Six years ago, Mexico was the world’s ninth largest exporter of cars. Today the country is ranked fourth—behind Germany, Japan and South Korea—with exports expected to total more than 2.14 million vehicles this year.
One in 10 cars sold last year in the U.S. was made in Mexico. Next year, every new taxi in New York’s fleet—made by Nissan Motor Co.—will carry the “Hecho en Mexico” label. Mexico is now exporting vehicles to China, and even helped Japan keep up with orders after last year’s tsunami.
“Mexico is extremely competitive,” Carlos Ghosn, Nissan’s chief executive, said in an interview. Plants in Mexico operate more hours a year than other Nissan facilities world-wide. “You can run your plants with practically no limits if you want,” he said.
Cars have been manufactured cheaply in Mexico for decades, thanks to low wages (about $3 per hour) and proximity to the U.S. market. But the Mexican car industry has since developed another advantage: The efficiency of some of its factories is now on par with Japanese plants.
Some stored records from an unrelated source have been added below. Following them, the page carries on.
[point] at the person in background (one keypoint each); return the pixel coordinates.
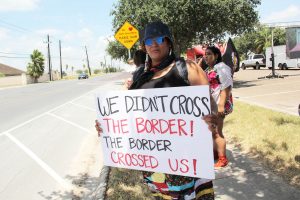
(221, 83)
(161, 71)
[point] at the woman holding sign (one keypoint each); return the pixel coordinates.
(163, 69)
(220, 80)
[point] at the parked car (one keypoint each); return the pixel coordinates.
(256, 61)
(83, 76)
(280, 58)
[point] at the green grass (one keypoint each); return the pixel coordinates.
(272, 137)
(126, 184)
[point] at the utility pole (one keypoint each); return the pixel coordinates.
(105, 64)
(61, 75)
(87, 60)
(49, 58)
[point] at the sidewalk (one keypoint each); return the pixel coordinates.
(246, 179)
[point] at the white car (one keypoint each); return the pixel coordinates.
(256, 61)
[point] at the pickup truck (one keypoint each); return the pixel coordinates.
(256, 61)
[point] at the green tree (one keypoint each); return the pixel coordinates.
(189, 20)
(79, 71)
(36, 67)
(258, 40)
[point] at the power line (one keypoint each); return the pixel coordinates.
(13, 57)
(11, 53)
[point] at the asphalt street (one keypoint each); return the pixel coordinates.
(48, 144)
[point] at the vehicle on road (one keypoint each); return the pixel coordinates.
(281, 61)
(255, 60)
(83, 76)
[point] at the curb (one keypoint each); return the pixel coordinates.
(100, 192)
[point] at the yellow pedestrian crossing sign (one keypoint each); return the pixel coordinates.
(127, 35)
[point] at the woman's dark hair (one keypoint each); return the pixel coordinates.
(139, 57)
(216, 51)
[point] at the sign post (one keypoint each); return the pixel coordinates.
(127, 35)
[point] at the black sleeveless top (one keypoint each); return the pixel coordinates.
(171, 79)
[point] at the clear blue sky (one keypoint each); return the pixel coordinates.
(24, 25)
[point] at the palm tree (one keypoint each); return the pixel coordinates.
(263, 39)
(36, 67)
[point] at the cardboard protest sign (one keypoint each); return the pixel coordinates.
(158, 130)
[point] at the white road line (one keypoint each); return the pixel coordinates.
(41, 163)
(32, 155)
(69, 122)
(266, 85)
(82, 106)
(36, 117)
(276, 93)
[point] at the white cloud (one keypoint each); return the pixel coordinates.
(73, 51)
(50, 31)
(3, 33)
(289, 14)
(86, 35)
(18, 5)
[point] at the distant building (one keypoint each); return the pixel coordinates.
(10, 71)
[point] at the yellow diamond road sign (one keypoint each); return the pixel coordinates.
(127, 35)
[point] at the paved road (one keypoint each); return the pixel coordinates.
(281, 94)
(48, 144)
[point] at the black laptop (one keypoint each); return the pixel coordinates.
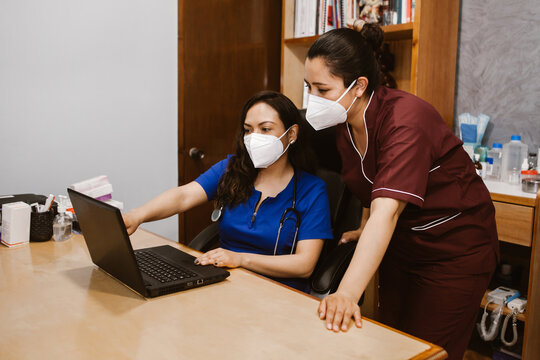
(152, 271)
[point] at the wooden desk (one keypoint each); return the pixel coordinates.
(518, 218)
(55, 304)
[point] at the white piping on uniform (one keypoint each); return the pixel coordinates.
(367, 139)
(436, 222)
(403, 192)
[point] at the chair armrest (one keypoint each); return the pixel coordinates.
(328, 276)
(207, 239)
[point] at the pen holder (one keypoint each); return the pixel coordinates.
(41, 225)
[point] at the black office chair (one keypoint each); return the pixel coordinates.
(345, 210)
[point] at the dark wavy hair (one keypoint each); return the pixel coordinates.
(236, 185)
(350, 54)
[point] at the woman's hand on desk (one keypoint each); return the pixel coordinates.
(338, 309)
(221, 258)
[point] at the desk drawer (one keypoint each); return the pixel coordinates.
(514, 223)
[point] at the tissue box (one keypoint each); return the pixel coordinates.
(15, 223)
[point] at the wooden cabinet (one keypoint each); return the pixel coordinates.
(517, 217)
(227, 51)
(425, 54)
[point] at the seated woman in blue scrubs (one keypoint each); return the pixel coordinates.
(273, 215)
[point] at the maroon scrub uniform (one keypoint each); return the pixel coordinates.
(444, 248)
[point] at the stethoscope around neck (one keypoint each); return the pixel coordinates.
(286, 215)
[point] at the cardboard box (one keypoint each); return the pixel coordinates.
(15, 223)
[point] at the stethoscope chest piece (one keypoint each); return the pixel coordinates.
(216, 214)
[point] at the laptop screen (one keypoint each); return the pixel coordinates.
(107, 239)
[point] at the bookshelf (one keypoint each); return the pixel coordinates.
(425, 54)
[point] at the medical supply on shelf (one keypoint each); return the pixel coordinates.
(62, 225)
(477, 164)
(514, 152)
(15, 223)
(489, 169)
(530, 185)
(496, 154)
(533, 161)
(472, 128)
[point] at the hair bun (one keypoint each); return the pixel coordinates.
(373, 34)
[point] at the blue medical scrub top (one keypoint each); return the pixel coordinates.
(242, 230)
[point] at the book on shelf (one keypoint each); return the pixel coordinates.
(315, 17)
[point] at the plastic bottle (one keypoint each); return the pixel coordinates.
(62, 224)
(513, 154)
(477, 164)
(488, 173)
(496, 154)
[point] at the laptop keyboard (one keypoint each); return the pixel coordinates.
(158, 269)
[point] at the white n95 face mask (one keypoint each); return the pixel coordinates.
(264, 150)
(323, 113)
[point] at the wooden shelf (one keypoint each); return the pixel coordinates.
(492, 307)
(391, 32)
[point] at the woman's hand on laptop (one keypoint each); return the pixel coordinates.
(221, 258)
(131, 222)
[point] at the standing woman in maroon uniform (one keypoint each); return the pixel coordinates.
(430, 220)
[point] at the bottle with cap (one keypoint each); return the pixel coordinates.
(477, 164)
(496, 154)
(514, 152)
(62, 224)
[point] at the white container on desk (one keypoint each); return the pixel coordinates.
(500, 187)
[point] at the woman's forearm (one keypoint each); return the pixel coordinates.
(171, 202)
(371, 246)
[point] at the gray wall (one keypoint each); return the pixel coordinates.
(499, 67)
(89, 88)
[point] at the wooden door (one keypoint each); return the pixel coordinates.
(228, 50)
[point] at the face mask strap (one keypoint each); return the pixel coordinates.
(346, 91)
(351, 104)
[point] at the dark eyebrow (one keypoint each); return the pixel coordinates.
(316, 83)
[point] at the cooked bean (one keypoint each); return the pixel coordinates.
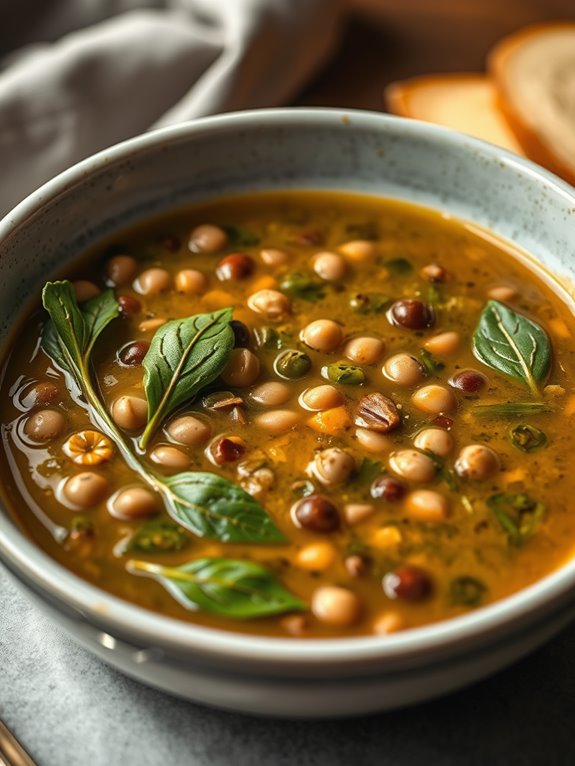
(130, 412)
(189, 430)
(329, 266)
(414, 315)
(358, 250)
(444, 344)
(333, 466)
(86, 489)
(412, 465)
(355, 513)
(277, 421)
(271, 394)
(234, 267)
(427, 505)
(404, 369)
(271, 303)
(435, 440)
(476, 462)
(272, 257)
(133, 503)
(434, 399)
(40, 394)
(44, 425)
(387, 488)
(243, 369)
(207, 239)
(407, 582)
(191, 282)
(316, 514)
(153, 282)
(133, 353)
(322, 335)
(364, 350)
(121, 270)
(372, 441)
(469, 381)
(85, 290)
(336, 606)
(320, 398)
(316, 557)
(171, 457)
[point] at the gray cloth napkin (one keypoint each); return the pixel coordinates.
(80, 75)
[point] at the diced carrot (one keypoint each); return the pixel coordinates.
(331, 422)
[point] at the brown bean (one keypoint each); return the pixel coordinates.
(316, 514)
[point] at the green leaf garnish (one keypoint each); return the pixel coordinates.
(212, 507)
(527, 438)
(185, 356)
(518, 514)
(513, 344)
(226, 587)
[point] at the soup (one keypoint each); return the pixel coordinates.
(301, 414)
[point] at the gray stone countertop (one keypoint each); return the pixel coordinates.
(70, 709)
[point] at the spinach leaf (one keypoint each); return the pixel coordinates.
(185, 356)
(212, 507)
(518, 515)
(226, 587)
(513, 344)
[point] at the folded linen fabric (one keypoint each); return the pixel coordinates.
(80, 75)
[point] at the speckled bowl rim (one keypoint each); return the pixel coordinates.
(146, 628)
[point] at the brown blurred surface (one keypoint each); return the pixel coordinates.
(387, 40)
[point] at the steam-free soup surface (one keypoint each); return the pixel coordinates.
(364, 426)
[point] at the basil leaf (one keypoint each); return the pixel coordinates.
(185, 356)
(511, 409)
(512, 344)
(518, 515)
(226, 587)
(210, 506)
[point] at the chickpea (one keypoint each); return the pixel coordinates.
(85, 290)
(44, 425)
(316, 557)
(322, 335)
(434, 399)
(153, 282)
(444, 344)
(191, 282)
(435, 440)
(373, 441)
(329, 266)
(412, 465)
(476, 462)
(355, 513)
(271, 303)
(272, 257)
(86, 489)
(130, 412)
(427, 505)
(121, 270)
(364, 350)
(358, 250)
(271, 394)
(133, 503)
(278, 421)
(403, 369)
(336, 606)
(333, 466)
(207, 239)
(321, 398)
(243, 369)
(171, 457)
(189, 430)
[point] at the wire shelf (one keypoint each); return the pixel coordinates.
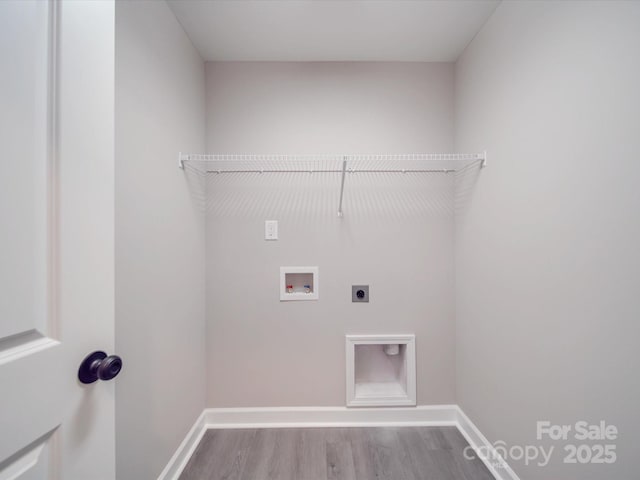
(407, 163)
(336, 164)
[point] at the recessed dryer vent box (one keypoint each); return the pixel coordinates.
(381, 370)
(299, 283)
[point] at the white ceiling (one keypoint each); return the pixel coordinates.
(332, 30)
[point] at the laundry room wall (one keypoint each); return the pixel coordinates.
(396, 234)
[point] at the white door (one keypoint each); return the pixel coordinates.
(56, 238)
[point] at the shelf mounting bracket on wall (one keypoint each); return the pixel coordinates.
(344, 171)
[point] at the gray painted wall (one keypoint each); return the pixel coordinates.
(547, 250)
(396, 236)
(160, 98)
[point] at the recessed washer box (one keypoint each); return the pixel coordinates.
(381, 370)
(299, 283)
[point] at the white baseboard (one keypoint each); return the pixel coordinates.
(315, 417)
(484, 449)
(179, 460)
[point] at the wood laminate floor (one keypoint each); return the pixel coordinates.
(402, 453)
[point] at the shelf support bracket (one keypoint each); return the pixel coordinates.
(344, 171)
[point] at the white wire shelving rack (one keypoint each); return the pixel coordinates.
(445, 163)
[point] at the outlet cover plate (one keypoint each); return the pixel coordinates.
(360, 293)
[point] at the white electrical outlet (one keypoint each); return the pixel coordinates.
(270, 229)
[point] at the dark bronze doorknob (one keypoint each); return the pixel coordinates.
(99, 366)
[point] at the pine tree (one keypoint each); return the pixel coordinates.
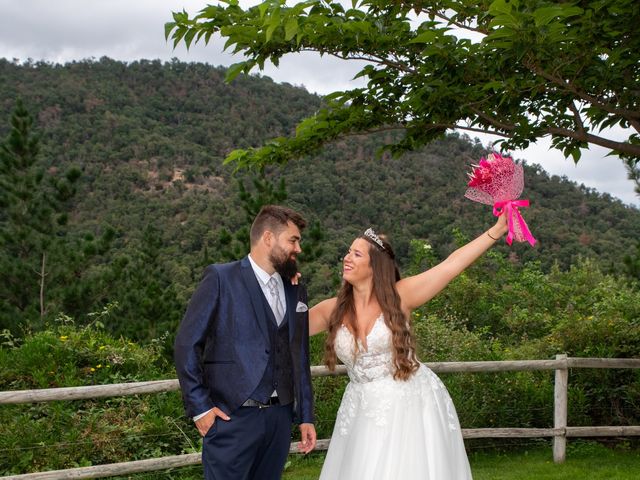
(32, 220)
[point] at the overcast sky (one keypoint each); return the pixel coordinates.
(65, 30)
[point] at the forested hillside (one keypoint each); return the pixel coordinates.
(114, 198)
(153, 203)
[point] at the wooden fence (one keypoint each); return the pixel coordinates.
(560, 431)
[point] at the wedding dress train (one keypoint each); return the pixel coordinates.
(389, 429)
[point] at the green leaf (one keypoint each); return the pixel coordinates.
(427, 36)
(235, 70)
(290, 28)
(168, 27)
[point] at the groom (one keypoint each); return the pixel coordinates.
(242, 355)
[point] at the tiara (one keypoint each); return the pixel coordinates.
(370, 234)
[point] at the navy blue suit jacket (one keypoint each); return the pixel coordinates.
(221, 349)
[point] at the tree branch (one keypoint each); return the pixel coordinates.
(628, 115)
(462, 26)
(378, 60)
(622, 147)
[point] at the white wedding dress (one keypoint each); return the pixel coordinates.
(388, 429)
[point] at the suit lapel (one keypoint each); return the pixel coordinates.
(255, 295)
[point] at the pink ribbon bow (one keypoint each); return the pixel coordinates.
(518, 228)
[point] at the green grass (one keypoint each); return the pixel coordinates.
(585, 461)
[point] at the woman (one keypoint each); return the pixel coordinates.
(396, 419)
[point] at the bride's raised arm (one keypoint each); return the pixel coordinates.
(418, 289)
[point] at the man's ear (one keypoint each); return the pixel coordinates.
(268, 238)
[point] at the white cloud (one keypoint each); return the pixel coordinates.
(65, 30)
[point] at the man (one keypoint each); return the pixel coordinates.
(242, 355)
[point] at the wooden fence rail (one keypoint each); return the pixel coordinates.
(560, 431)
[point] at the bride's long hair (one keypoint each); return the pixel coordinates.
(385, 276)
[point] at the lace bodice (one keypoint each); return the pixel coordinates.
(372, 391)
(366, 365)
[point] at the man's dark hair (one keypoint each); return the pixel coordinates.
(274, 218)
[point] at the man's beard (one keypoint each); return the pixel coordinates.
(286, 266)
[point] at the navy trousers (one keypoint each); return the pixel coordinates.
(253, 445)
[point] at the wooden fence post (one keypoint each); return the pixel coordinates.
(560, 397)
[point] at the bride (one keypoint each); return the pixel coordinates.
(396, 419)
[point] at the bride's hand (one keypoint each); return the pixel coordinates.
(500, 228)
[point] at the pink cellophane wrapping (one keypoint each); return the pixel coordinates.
(498, 181)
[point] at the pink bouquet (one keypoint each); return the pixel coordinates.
(498, 181)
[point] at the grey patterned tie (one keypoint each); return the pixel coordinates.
(276, 305)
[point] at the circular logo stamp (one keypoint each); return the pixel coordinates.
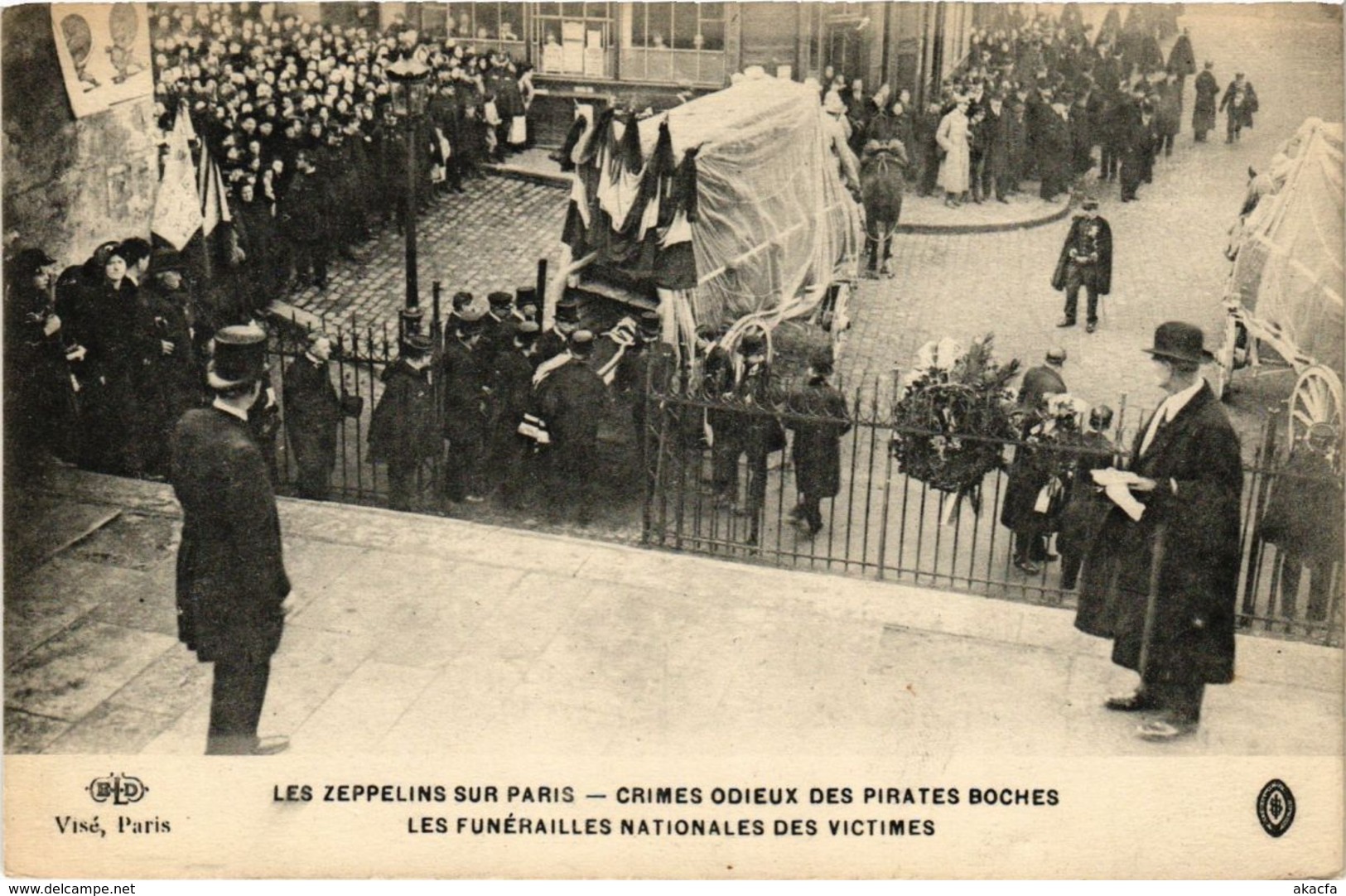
(1276, 807)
The country’s productivity has set new industry benchmarks. Nissan’s Aguascalientes plant, for example, experimented with a new production scheme that allowed the plant to operate 23 hours a day, six days a week. Studies conducted by Nissan of its Mexican-made compact car Versa showed a quality level equal to cars from its plant in Oppama, Japan.
International auto-parts suppliers are also setting up shop near the factories, and the drug cartels have left them alone thus far. Let’s hope they continue to operate in peace. A stable, prosperous Mexico where there might have been a failed narco-state is very much in America’s interests, especially as the two countries become ever-more intertwined.